Consumer preferences are continuously monitored at the check-out line. As clerks scan the products, consumer preferences are entered into the store's computer which adjusts inventory and orders. With their purchases consumers elect the stores and product lines they find most attractive.
Among stores and within stores, winners are determined by voluntary transactions. The losers gradually lose shelf space. Ultimately they either improve their products' appeal or disappear. The consumer really is sovereign. The market registers consumer preference and automatically adjusts to harmoniously reconcile changing demands with new supplies.
This process is quite remarkable. It demonstrates that, at root, the market is a social arrangement which efficiently generates information about people's wants and reservations while providing incentives to heed disparate, oft conflicting preferences.
Free and open markets offer a setting where each can satisfy his or her wants without imposing their preferences on others. The market process promotes diversity, freedom of choice, and innovations -- blessings in this imperfect world. Yet, there is another huge advantage we normally take for granted.
Though market efficiency is marvelous, the harmony fostered by voluntary exchange seems an even greater value, especially as inter-group conflict becomes so significant.
Market exchange by competent individuals, permits people with radically differing views to peacefully coexist. Like most college towns, Bozeman has many committed vegetarians. They shop peacefully and amicably with rancher and logger carnitarians, people who eat vegetables only as occasional concessions to health.
Ranchers mingle with Dallas blondes with big hair and Big Sky condos. Counterculture refugees of the 1960s mix with fun hogs who bounce among Montana's ski slopes, white-water rivers, and mountain trails. Vegetarian Seventh Day Adventists, teetotaling Mormons, and New Age vegans freely intermingle at Albertson's, Safeway, and the Community Co-op. These markets accomodate the teetotalers', and those for whom dinner implies good wine. When transactions are voluntary, interactions are peaceful.

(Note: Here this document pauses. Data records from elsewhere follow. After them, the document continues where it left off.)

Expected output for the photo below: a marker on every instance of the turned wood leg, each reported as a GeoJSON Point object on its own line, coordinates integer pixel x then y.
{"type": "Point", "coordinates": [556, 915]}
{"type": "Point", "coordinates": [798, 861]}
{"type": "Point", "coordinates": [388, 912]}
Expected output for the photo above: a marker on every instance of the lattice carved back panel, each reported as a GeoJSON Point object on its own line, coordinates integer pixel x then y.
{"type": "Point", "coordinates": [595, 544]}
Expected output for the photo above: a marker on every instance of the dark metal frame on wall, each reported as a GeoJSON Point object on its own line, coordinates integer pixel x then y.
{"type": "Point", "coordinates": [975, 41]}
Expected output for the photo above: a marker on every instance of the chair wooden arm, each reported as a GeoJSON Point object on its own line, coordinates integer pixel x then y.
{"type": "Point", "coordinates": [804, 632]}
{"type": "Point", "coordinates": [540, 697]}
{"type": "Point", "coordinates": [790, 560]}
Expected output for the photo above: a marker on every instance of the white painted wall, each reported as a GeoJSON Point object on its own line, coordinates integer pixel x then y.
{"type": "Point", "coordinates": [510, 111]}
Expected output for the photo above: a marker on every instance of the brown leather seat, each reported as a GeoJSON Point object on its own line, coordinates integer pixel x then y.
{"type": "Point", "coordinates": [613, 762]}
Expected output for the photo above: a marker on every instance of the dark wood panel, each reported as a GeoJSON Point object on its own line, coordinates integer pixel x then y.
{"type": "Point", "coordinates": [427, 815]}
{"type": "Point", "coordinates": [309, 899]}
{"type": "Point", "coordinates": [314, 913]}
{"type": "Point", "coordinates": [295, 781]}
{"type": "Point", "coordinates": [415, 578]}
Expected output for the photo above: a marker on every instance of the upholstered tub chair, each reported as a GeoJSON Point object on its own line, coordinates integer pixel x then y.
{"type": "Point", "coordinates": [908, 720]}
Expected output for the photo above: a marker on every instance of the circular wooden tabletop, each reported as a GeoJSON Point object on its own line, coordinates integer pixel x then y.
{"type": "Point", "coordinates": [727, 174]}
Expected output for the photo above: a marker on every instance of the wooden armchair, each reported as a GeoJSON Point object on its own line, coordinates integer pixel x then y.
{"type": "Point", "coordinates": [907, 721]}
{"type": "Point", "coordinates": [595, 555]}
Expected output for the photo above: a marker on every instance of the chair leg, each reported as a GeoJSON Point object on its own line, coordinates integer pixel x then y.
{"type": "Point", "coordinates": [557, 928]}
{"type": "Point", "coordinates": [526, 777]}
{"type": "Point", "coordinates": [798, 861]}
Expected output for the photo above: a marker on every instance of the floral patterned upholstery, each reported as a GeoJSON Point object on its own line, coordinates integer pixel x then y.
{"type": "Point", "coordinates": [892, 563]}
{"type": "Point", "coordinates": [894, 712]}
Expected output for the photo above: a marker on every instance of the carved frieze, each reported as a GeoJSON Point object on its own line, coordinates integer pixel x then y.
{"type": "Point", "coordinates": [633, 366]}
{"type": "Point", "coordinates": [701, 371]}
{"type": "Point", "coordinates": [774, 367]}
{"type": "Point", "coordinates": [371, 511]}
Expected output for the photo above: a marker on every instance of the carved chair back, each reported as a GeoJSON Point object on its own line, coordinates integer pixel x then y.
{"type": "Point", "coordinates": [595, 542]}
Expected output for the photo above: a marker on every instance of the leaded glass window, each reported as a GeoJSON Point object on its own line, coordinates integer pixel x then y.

Clear private property rights and free exchange foster civility and cooperation. Coercion doesn't occur with these institutions. Committed vegetarians and prohibitionists cooperated with those holding antithetical views.
What if grocery store management was political? Fighting would erupt between vegetarians and carnitarians; teetotalers and Epicureans; organic fanatics who protest pesticides and farmers who use chemicals; populists opposed to corporate agriculture and shareholders in those firms; working parents who want the stores open 24 hours a day, seven days a week, and fundamentalists who believe they should be closed on Saturday or Sunday. Vegans might demonstrate in front while ranchers lobby managers in back. Supervisors would set prices according to interest group power. We then might see bread quotas, veal purchasing regulations, subsidies for union-labeled wine, and shortages common. Political power would trump consumer preferences, just like it does with public forest management today.
Since wealth and political power go together, the poor are usually advantaged when we move decisions from the political arena to the marketplace. They are usually disadvantaged when we decide politically.
Montana State University Professor Ramona Marotz-Baden summarizes, "Fortunately, we have pretty much kept these decisions out of the political arena. People make decisions and exercise their consciences instead of imposing their preferences by using the force of the state. Peace, progress, and efficiency are the result we have learned to expect."
No single set of institutions is perfect. There's an appropriate role for government, for public non-profit organizations (huge ones like The Boy Scouts and Nature Conservancy, or small ones like FREE and the Gallatin Institute), and for the marketplace. In general, there are strong ethical and material reasons to shift decisions away from government. Harmonious diversity is one of the best.